2.3.2. State as the Source of Mapping

💡 First Principle: Every plan Terraform produces is computed relative to state — so two engineers running the identical configuration against different state files can get completely different plans, because the diff depends on what each state believes already exists.

When you first apply a configuration, Terraform creates real resources and records their IDs in state, binding each resource address (like aws_instance.web) to a concrete object. On the next run, Terraform reads state, refreshes those resources against their APIs, and diffs the result against your configuration. Because the plan is "config minus state," the same config can mean "create everything" against empty state or "no changes" against fully-populated state.

This also explains why state can contain sensitive data in plaintext — if a resource attribute is a password or key, its value is cached in state regardless of whether you marked it sensitive in configuration. Protecting state (encryption at rest, restricted access, remote backends) is therefore a security requirement, not just an operational one.
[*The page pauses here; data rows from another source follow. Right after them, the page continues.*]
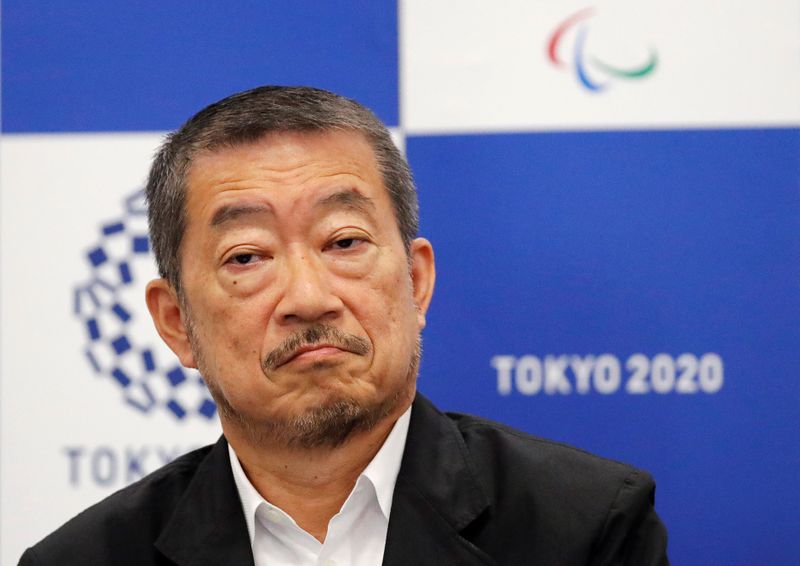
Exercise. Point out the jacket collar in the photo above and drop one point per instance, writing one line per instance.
(437, 496)
(208, 526)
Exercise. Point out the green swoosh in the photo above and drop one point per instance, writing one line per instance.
(635, 73)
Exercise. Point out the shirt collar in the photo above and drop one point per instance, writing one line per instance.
(381, 472)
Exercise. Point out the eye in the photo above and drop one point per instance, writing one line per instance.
(244, 258)
(346, 243)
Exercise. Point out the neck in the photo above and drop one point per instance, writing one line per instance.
(310, 484)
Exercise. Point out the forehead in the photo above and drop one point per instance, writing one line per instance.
(285, 161)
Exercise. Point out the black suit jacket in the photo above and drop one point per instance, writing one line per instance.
(469, 492)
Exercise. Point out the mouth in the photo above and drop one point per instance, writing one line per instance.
(318, 344)
(313, 353)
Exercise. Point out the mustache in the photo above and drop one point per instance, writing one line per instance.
(311, 336)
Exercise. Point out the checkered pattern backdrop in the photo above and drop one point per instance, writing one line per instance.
(611, 188)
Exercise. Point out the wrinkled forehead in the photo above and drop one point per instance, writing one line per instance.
(290, 164)
(289, 156)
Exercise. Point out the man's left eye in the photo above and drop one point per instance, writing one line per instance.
(347, 243)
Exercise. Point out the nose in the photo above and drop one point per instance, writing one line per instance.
(307, 295)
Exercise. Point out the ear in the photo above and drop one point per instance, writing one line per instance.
(423, 276)
(165, 309)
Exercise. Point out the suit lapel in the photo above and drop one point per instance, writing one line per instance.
(436, 497)
(208, 525)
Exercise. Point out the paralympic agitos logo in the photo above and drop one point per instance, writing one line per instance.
(593, 73)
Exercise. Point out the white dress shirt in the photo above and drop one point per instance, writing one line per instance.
(356, 534)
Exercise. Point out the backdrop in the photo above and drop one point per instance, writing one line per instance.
(611, 188)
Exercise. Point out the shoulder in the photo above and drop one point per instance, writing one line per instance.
(130, 518)
(594, 506)
(502, 451)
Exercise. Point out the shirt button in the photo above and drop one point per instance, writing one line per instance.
(274, 516)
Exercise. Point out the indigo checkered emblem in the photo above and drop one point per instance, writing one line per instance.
(121, 344)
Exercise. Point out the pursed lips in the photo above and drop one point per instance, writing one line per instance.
(314, 350)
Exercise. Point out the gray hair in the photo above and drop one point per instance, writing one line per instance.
(244, 118)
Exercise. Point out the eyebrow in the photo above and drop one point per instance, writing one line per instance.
(232, 212)
(348, 198)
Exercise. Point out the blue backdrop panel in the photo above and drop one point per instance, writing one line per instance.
(622, 243)
(80, 66)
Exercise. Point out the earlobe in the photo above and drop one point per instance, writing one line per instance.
(165, 310)
(423, 276)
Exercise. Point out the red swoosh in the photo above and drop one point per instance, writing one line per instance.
(552, 45)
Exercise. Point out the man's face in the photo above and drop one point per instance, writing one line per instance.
(301, 305)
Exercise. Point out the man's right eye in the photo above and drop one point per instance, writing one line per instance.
(243, 259)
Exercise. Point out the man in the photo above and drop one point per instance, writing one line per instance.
(284, 225)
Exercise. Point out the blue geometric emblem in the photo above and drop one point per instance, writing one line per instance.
(121, 344)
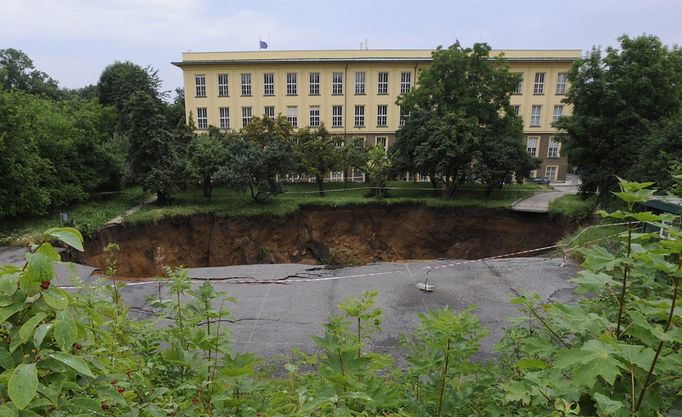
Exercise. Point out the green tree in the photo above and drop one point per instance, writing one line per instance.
(18, 73)
(461, 102)
(317, 154)
(207, 156)
(258, 156)
(353, 155)
(617, 98)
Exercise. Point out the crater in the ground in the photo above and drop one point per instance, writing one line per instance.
(345, 236)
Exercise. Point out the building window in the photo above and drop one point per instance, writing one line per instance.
(269, 111)
(403, 116)
(337, 116)
(337, 83)
(359, 116)
(292, 115)
(539, 86)
(405, 82)
(381, 141)
(551, 171)
(360, 83)
(532, 145)
(519, 86)
(200, 81)
(246, 116)
(558, 112)
(535, 115)
(314, 116)
(382, 115)
(246, 85)
(291, 84)
(314, 83)
(562, 77)
(553, 149)
(224, 117)
(382, 84)
(223, 90)
(269, 84)
(202, 118)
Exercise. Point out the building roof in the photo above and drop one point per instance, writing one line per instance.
(359, 55)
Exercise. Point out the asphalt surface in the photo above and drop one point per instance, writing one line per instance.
(279, 307)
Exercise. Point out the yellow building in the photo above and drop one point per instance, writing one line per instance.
(354, 92)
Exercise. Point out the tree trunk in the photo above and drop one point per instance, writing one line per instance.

⚠️ Exam Trap: A classic true/false item: "Marking a value as sensitive keeps it out of the state file." This is false. The sensitive flag only hides values from CLI/plan output. The value still lives in state in plaintext. (Ephemeral values and write-only arguments, covered in Phase 4, are the features that actually avoid persisting secrets in state.)

Reflection Question: Using the "plan = config minus state" idea, explain why importing a resource into state changes future plans even though the configuration text didn't change.